The government argues that allowing a district court’s global injunction of the policy to take effect while repeal is under way wrests authority from the military, which is following an “orderly process” to repeal the policy.
The court late Friday issued the temporary stay, but it specifically authorized the part of a district court injunction that halts the military from “investigating, penalizing or discharging anyone from the military pursuant to the Don’t Ask, Don’t Tell policy.”
When the Ninth Circuit panel -- Chief Judge Alex Kozinski and Judges Kim Wardlaw and Richard Paez -- lifted the stay earlier this month, it said the “circumstances and balance of hardships have changed.” The judges pointed to the changes in the Obama administration’s legal posture on classifications based on sexual orientation, including the Justice Department’s about-face in a San Francisco federal case involving a Ninth Circuit staff attorney and her fight to get health insurance coverage for her wife. In that case, which is a challenge to the Defense of Marriage Act, the government filed papers saying sexual orientation should be subject to heightened scrutiny.
The Justice Department responded, saying the court “misapprehended the significance” of the government’s position in the DOMA case.
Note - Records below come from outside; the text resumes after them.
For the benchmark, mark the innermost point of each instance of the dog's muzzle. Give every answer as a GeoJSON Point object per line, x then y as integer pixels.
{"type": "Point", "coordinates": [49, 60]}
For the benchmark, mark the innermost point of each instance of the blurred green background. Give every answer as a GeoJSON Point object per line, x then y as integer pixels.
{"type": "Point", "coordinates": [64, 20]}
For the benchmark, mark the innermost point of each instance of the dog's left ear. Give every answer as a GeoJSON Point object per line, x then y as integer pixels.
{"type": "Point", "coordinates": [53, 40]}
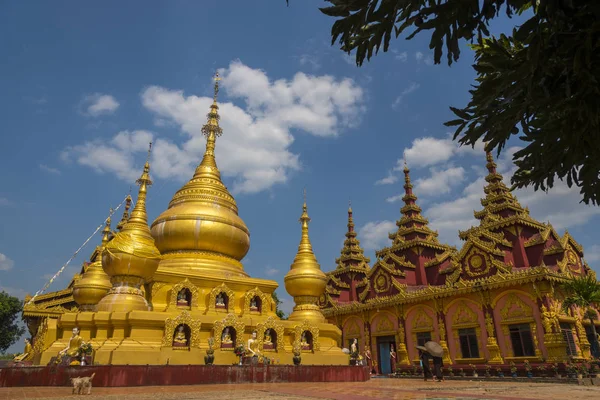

And it said the court was wrong to think the government isn’t defending the constitutionality of Don’t Ask, saying it plans to continue fully defending the policy “as it applies today, following the repeal act.”
The panel said the Justice Department in last week’s filing revealed information the Ninth Circuit didn’t previously have, including a declaration saying only one servicemember has been discharged under Don’t Ask since repeal and that certification of repeal could be under way by the end of July or early August. In light of that information, the court said it would reinstate temporarily part of the stay of injunction.
The court set out a briefing schedule for the stay issue, which is to be completed by Friday.
Oral arguments on the merits of the case are set for Aug. 29. A different appeals panel, which has not been disclosed, will preside.